Palace of Mechanic Arts (Machinery Hall)
Buckeye Engine Company Display
Engines like the one shown in this picture were used for many purposes. They used steam created by heating water to move mechanical arms back and forth. The back and forth motion would spin big wheels. The motion could be harnessed to power many different devices. Engines could generate electricity, lift heavy objects for construction, or turn giant drills for mining.
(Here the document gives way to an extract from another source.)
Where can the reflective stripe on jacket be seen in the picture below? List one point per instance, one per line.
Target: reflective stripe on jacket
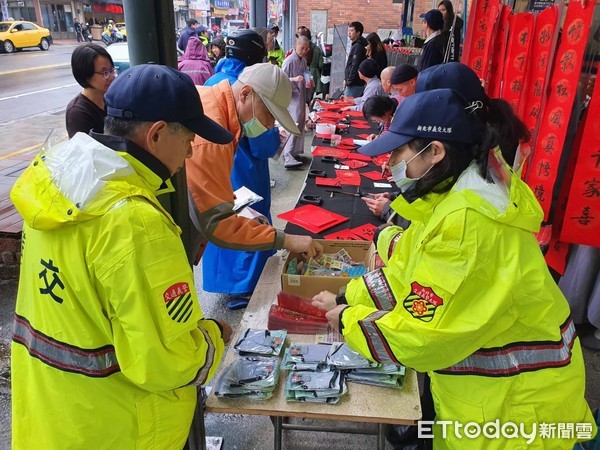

Largest Boiler House in the World
Along the southern wall of Machinery Hall extend two corrugated iron structures, in which is generated most of the power whereby the buildings and grounds and the great fountain in the central court are supplied with electricity, the power that runs the Administration elevators, furnishes exhibitors with motive force, drives the sewage of the Fair toward the lake, and sets in motion some of the machinery in the hall itself. This primary power plant, known as the boiler-house, is adjacent to the main building, the smaller section, on the other side of the southern entrance way, being called the boiler-house extension. Adjoining these and contained within the main hall and its annex are the 70 engines and 130 dynamos which complete the plant, one fully in keeping with the colossal proportions of the Exposition, and aptly termed the heart of the Fair. Of the 26,000 horse-power developed by its 54 boilers, fully two-thirds is transmitted to the engines and dynamos which generate electricity.